Remaining Indonesian hostage in Philippines "in good health"
Remaining Indonesian hostage in Philippines "in good health"
Two Indonesians freed from their Muslim extremist captors at the weekend have said the remaining hostage was in good health when they were separated from him, the military said on Tuesday.
The three Indonesians were taken hostage in March and two of them were rescued by troops on Sunday in the southern Philippines.
The freed men, Yamin Labuso and Erikson Hutagaol, were questioned by military debriefers while they were undergoing health checks in a hospital.
"They gave information that he is okay," regional military chief Lt. Gen.
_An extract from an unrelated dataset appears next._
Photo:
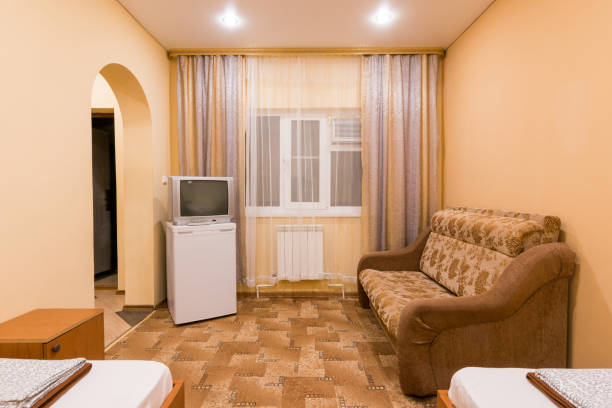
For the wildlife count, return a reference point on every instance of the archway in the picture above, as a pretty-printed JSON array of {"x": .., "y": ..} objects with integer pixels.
[{"x": 135, "y": 196}]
Alberto Braganza said, referring to remaining hostage Achmad Resmiadi.
They also confirmed they had been held by the notorious Philippine Muslim kidnapping group, the Abu Sayyaf, in the southern islands of Sulu, Braganza said.
He identified their captor as Murphy Ladja, adding that Resmiadi had been handed over to a different faction of the Abu Sayyaf.
The three Indonesians were seized in March 30 after their boat was attacked off Malaysia's Sabah region by a group calling itself the Jamiat al-Islamiah of Southern Mindanao.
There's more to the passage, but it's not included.